The Marlins and Panthers remind me of a line from sports mogul and lifelong rich guy Lamar Hunt.
Hunt, who eschewed extravagance, said he owned only one pair of shoes because, “You can only wear a single pair at a time. The rest sit there, depreciating.”
That’s the Marlins and Panthers.
They sit on the sidelines, literally for the moment and in the South Florida sports scene now, depreciating in interest (if not value).
If I need to recount the Marlins’ most recent kneecapping of trust, you’re probably reading this only because you flipped to the wrong section and thought the balding dark head above was Leonard Pitts (I apologize for your disappointment).
The NHL lockout has stalled the Panthers’ momentum from last spring’s first playoff berth since 2000 and plucky seven-game loss to eventual Stanley Cup finalist New Jersey.
This period, which should be their adulthood, epitomizes the perpetual adolescence in which these franchises arrest themselves.
To call either franchise “young” or to say “It still feels weird for there to be Marlins/Panthers,” brands you as middle-aged or old.
The Marlins just finished their 20th season.
The Panthers would be playing their 20th season if not for the current NHL lockout.
And the NHL lockout that eliminated the 2004-05 season.
That means to those 20 and under, here and everywhere, the Marlins and Panthers have existed for as much of their lives as Red Sox and Red Wings.
Especially in the latter case, the only way they know differently is musty media types repeating, “It still feels weird …”
Their fandom should be flowering.
The 20-to-30 set who were taken to Marlins and Panthers games as kids should now be going on their own, perhaps taking their own young children.
Fandom should be being passed down.
In South Florida, our wavering passion for our local teams isn’t that we have too many transplants.
It’s that, with one exception, our franchises have just hit the stage upon which they can call upon tradition.
The Dolphins benefitted from being the only pro game in town, getting very good relatively quickly (Super Bowl appearance in season No. 6), historically great soon after (Perfect Season followed by a second consecutive Super Bowl win) and staying consistently good for all but a few years of the 26-season Shula Era.
That built a mighty fan foundation cracked only by the current decade of failure.
By every measure, we have been a terrible basketball market, NBA and college.
Our most consistently successful franchise of the past 15 seasons on the record, the Heat, dropped the tarp over its upper deck for many games in 2002-03 and 2003-04.
Even the Shaq Era, the omnipresence of activist/center Alonzo Mourning and iconic figure Pat Riley couldn’t cultivate a fan base that would sustain interest through dark years (or year — see, 2007-08).
It has taken more success and the buzz of combining two of this NBA generations biggest stars, Dwyane Wade and LeBron James, for the Heat to build what it would have long before had in most other cities.
But the Heat did it.
Meanwhile, the other team in town that has won two “world” championships damaged itself with two eras of uncompetitive austerity, 1998-2002 and 2006-2011.
marlins don’t care
That first run of years, in the wake of the 1997 World Series team sell-off, began with the 1998 Mark McGwire/Sammy Sosa/record Yankees season that brought baseball almost a full recovery from killing the 1994 World Series.
The Marlins couldn’t drink of that elixir.
Two stretches of playing it cheap while hustling for a new home held the line on Marlins fans.
How do you maintain a love for a team that doesn’t seem to care about repaying your love by making you happy with wins?
At some point, even kids shake their heads and say, “Can’t hang with you.”
And, now, whether they have abused fan trust again, it feels like it.
How many years for this stunting of growth?
Cats can’t be embraced
The Panthers did theirs through sheer ineptitude — bad drafts and bad trades, leading to an NHL-record 10 consecutive seasons out of the playoffs.
Ice rinks were built, expanded.

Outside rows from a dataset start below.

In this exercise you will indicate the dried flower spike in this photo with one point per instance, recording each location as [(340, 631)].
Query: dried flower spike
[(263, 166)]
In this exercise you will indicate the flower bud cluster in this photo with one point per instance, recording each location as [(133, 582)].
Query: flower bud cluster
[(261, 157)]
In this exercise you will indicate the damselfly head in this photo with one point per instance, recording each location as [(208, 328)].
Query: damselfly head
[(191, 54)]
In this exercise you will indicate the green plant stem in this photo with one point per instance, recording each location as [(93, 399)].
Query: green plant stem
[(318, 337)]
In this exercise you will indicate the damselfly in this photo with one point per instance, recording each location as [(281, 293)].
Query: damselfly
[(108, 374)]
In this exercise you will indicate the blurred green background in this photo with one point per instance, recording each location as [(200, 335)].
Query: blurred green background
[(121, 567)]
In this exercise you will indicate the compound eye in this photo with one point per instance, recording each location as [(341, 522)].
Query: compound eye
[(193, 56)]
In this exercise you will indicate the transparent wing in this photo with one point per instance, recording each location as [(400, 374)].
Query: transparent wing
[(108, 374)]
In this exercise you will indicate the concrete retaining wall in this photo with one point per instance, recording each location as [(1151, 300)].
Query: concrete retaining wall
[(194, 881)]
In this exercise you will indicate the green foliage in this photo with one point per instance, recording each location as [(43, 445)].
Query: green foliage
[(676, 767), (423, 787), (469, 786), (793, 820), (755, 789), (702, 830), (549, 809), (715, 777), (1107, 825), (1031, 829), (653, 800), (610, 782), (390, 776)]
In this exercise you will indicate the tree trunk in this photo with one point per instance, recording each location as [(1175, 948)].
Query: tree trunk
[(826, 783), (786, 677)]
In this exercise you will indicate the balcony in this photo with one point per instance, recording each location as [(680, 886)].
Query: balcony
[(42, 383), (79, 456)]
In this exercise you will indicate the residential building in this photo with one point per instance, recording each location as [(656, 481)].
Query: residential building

Travel teams win tournaments around North America.
High schools added hockey.
Some kids and adults who didn’t play learned the rules and NHL stars via video games.
Yet the Panthers repeatedly stumbled away from that generation’s embrace.
Now, the NHL and NHL players’ association are doing the stumbling for them.
Only two franchises in our so-called major leagues, the Chicago Cubs and the NHL’s Toronto Maple Leafs, can have extended runs of abysmal play without hurting attendance or local status.
Everyone else is three to six losing seasons from humility.
The Marlins and Panthers are well past that, just as they should be well past being South Florida sports problem children.
This failure to launch stuff is tired.